All of 2,300 employees working at Microsoft Japan had three-day weekends this past August, as part of the company's 'Work Life Choice Challenge.'
Japan, known to have some of the world's longest working hours, tends to feel the impact of overwork where people have coined the term 'karoshi,' a work culture phenomenon which translates to 'death by overwork.' In such an environment, a four-day workweek at Microsoft would probably have felt like a breath of fresh air.
Getting an extra day off every week made for improvements in several areas, including productivity and operational costs. Sales per employee, used to determine productivity, rose by 39.9 percent as compared to figures in August 2018, while remaining closed for an extra day reduced the firm's electricity costs by 23.1 percent and saw a 58.7 percent decline in paper printing.

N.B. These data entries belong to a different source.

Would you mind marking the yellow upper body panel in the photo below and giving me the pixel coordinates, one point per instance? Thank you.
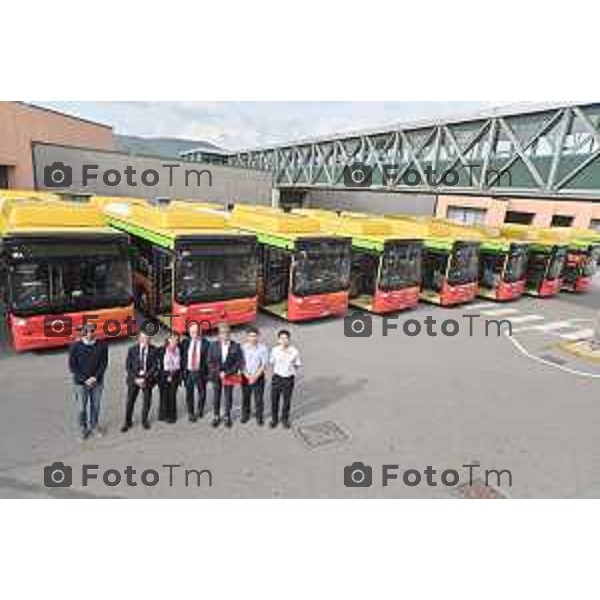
(164, 219)
(431, 227)
(271, 220)
(356, 225)
(18, 214)
(555, 236)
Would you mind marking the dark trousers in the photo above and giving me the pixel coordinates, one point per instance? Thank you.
(168, 401)
(132, 393)
(195, 381)
(257, 389)
(226, 390)
(281, 386)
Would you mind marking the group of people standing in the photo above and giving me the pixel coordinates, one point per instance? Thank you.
(197, 364)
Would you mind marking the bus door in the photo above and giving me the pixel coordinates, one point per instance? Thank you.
(276, 273)
(163, 281)
(364, 274)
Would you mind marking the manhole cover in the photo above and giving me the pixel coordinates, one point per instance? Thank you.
(554, 359)
(322, 434)
(480, 491)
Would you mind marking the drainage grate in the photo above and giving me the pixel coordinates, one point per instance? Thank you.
(480, 491)
(322, 434)
(554, 359)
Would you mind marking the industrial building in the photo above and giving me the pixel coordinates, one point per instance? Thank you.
(538, 166)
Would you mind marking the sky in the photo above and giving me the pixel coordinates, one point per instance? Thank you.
(241, 125)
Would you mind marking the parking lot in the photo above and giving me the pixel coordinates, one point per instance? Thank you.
(520, 405)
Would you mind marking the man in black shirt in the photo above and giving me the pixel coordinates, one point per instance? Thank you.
(88, 359)
(142, 372)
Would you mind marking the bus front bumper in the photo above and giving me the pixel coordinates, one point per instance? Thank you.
(317, 306)
(549, 288)
(458, 294)
(510, 291)
(209, 314)
(53, 331)
(384, 302)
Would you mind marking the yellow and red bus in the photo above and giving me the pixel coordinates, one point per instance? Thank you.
(385, 274)
(450, 268)
(581, 264)
(547, 253)
(61, 265)
(304, 272)
(189, 264)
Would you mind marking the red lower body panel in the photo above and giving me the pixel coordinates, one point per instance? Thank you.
(549, 288)
(384, 302)
(209, 314)
(317, 306)
(458, 294)
(582, 284)
(510, 291)
(52, 331)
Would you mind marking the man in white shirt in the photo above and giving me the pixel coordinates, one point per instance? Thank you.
(285, 361)
(226, 365)
(256, 359)
(194, 357)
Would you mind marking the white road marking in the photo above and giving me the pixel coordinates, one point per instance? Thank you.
(582, 334)
(548, 363)
(481, 305)
(547, 327)
(526, 319)
(500, 312)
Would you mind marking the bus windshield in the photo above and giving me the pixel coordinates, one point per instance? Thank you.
(463, 264)
(556, 264)
(54, 279)
(321, 267)
(400, 266)
(516, 265)
(216, 273)
(590, 265)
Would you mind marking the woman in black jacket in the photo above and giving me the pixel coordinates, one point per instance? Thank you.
(169, 379)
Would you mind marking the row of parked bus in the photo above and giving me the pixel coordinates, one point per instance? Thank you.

Given that employees had only four days to work, meetings were capped at 30 minutes, while remote conferences were increased to eliminate commuting where possible. The experiment also incorporated self-development and family wellness schemes and received positive feedback by the majority of employees, 92.1 percent of whom liked the shorter workweek.
"Work a short time, rest well and learn a lot. It's necessary to have an environment that allows you to feel your purpose in life and make a greater impact at work. I want employees to think about and experience how they can achieve the same results with 20 percent less working time," said Takuya Hirano, Microsoft Japan president and CEO.
The company plans to repeat its four-day workweek in Japan for August next year, though it remains to be seen if it expands the program to other months or regions.